The Court of Appeal dismissed the appeal of Unilever plc against the decision to strike out its action against the Proctor & Gamble Co as an abuse of process.
The defendant was the proprietor of European Patent (UK) 0343069. On 29 May 1998, the plaintiff issued a writ against the defendant seeking a declaration that its product known as Persil Performance Tablets would not constitute an infringement of any of the claims of the defendant's patent.
On 20 May 1998, a meeting had taken place between representatives of the plaintiff and the defendant. The discussions had been conducted on a without-prejudice basis. In the course of the meeting the defendant had made a claim of right and had threatened the plaintiff with proceedings for infringement of the patent in suit.
The plaintiff contended that the defendant's action seeking a declaration that its product did not infringe was an abuse of process, since it was a response to a claim of right made during the meeting on 20 May, and was therefore based on inadmissible statements made during without-prejudice negotiations. The judge struck out the plaintiff's claim as an abuse of process, and the plaintiff appealed.

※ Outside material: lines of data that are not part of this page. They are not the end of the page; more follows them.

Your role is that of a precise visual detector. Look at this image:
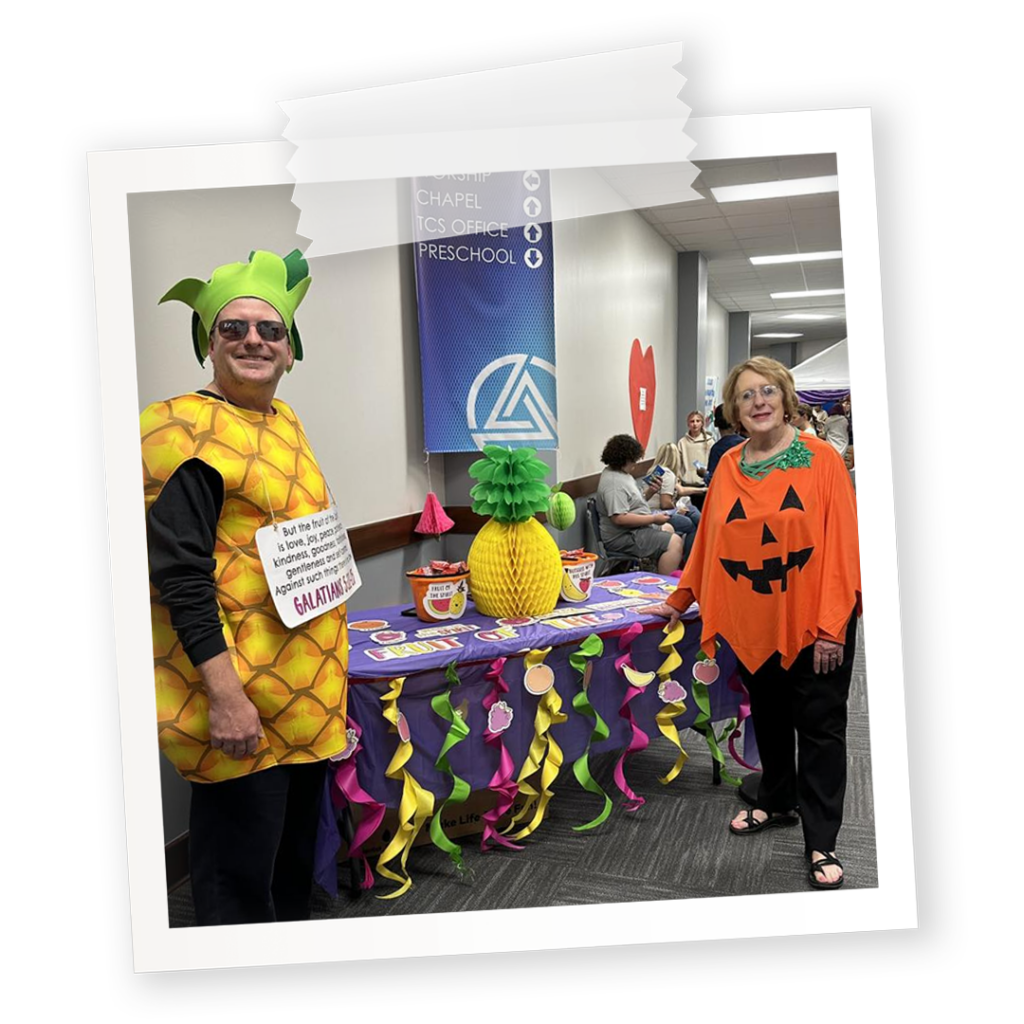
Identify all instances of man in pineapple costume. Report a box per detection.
[141,251,348,925]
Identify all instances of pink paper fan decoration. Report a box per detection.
[416,490,455,537]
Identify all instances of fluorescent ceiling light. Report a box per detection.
[711,174,839,203]
[751,250,843,266]
[771,288,846,299]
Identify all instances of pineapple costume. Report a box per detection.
[141,252,348,782]
[141,394,348,782]
[467,444,562,618]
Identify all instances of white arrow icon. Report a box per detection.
[522,196,542,220]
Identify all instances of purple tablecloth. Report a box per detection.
[317,572,757,893]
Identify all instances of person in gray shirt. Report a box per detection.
[596,434,683,575]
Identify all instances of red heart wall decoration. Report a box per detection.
[630,338,656,452]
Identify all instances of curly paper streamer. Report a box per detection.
[614,623,650,814]
[331,715,385,889]
[377,676,434,899]
[729,676,761,771]
[569,633,612,831]
[690,679,740,786]
[505,647,569,840]
[480,657,522,853]
[430,662,470,876]
[654,620,690,785]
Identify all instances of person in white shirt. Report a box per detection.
[679,411,715,487]
[642,443,700,564]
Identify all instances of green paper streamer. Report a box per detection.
[569,633,612,831]
[430,662,470,874]
[692,679,740,786]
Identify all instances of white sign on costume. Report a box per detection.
[256,504,362,630]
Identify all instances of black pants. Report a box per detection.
[739,612,857,854]
[188,761,327,926]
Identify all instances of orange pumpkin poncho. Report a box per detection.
[669,434,861,673]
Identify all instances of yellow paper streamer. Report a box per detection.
[503,647,568,840]
[377,677,434,899]
[654,620,689,785]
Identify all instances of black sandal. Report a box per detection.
[729,807,800,836]
[808,854,846,889]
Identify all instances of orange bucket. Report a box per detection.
[406,569,469,623]
[561,551,597,604]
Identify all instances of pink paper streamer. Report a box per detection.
[614,623,650,814]
[331,718,385,889]
[480,657,523,853]
[729,676,761,771]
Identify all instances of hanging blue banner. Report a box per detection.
[413,170,558,452]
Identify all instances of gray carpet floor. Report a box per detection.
[168,623,878,928]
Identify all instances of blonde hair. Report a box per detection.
[654,442,683,483]
[722,355,800,424]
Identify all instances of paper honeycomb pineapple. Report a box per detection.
[467,444,562,618]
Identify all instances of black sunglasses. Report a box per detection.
[217,321,288,341]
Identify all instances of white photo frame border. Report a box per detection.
[88,109,918,974]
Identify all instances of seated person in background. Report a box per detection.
[596,434,683,575]
[705,406,746,486]
[793,401,818,437]
[643,443,700,563]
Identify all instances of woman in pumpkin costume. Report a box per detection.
[652,356,861,889]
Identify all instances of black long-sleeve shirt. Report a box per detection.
[146,391,227,665]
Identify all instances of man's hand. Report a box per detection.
[210,690,263,761]
[197,651,263,761]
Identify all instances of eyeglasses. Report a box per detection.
[217,321,288,341]
[739,384,782,406]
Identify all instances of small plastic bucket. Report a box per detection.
[562,552,597,604]
[406,569,469,623]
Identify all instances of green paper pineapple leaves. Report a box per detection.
[469,444,551,522]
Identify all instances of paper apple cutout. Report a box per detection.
[693,657,719,686]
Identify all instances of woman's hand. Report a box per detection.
[814,640,843,676]
[637,602,680,627]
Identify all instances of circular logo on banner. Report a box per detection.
[466,353,558,449]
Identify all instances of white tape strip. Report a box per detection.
[280,42,700,257]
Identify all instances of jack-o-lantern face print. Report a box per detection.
[720,485,814,594]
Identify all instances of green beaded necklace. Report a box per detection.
[739,427,811,480]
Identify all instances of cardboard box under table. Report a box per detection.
[316,572,758,894]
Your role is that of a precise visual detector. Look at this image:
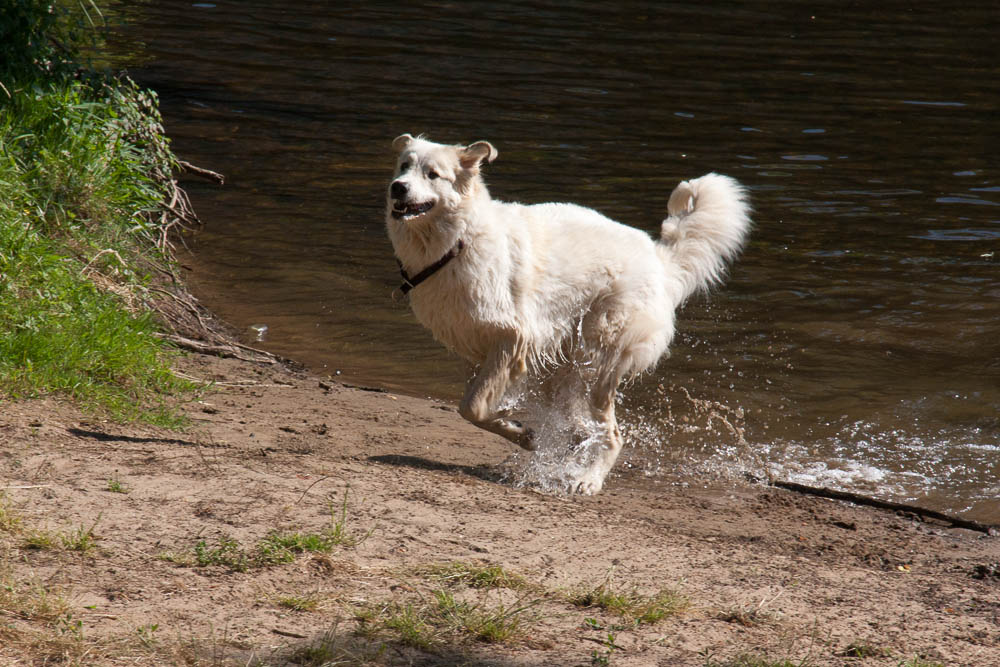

Geoffrey Hobbs QC and Daniel Alexander (Bird & Bird) for the plaintiff; Simon Thorley QC and Colin Birss (Simmons & Simmons) for the defendant.
Lord Justice Robert Walker said that busy practitioners were doubtless acting prudently in making the general working assumption that the without- prejudice rule, if not sacred, had a wide and compelling effect. That was particularly true where the without-prejudice communications in question consisted not only of letters or other written documents, but of wide-ranging unscripted discussions during a meeting which might have lasted several hours.
At a meeting of that sort the discussions between the parties' representatives might contain a mixture of admissions and half-admissions against a party's interest, more or less confident assertions about a party's case, offers, counter- offers, and statements about future plans and possibilities. A threat of infringement proceedings might be deeply embedded in negotiations for a compromise solution.
The without-prejudice rule was based at least in part on public policy. Its other basis or foundation was in the express or implied agreement of the parties themselves that communications in the course of their negotiations should not be admissible in evidence if, despite the negotiations, a contested hearing ensued.
The protection of admissions against interest was the most important practical effect of the rule. However, to dissect out identifiable admissions and withhold protection from the rest of without-prejudice communications (except for a special reason) would not only create huge practical difficulties but would be contrary to the underlying objective of giving protection to the parties to speak freely.
Since the appeal in the present case was against a strike-out, the facts pleaded in the plaintiff's statement of claim had to be be assumed to be true, and on that assumption the judge had been right to conclude that it would be an abuse of process for the plaintiff to be allowed to plead anything that had been said at the meeting either as a threat or as a claim of right.
The circumstances of the meeting were such that each side was entitled to expect to be able to speak freely. The meeting was undoubtedly an occasion covered by the normal rule based on public policy and the pleading of the threat (or claim of right) had not been shown to come within any recognised exception to the rule. The expansion of exceptions should not be encouraged when an important ingredient of Lord Woolf's reforms of civil justice was to encourage those who were in dispute to engage in frank discussions before they resorted to litigation.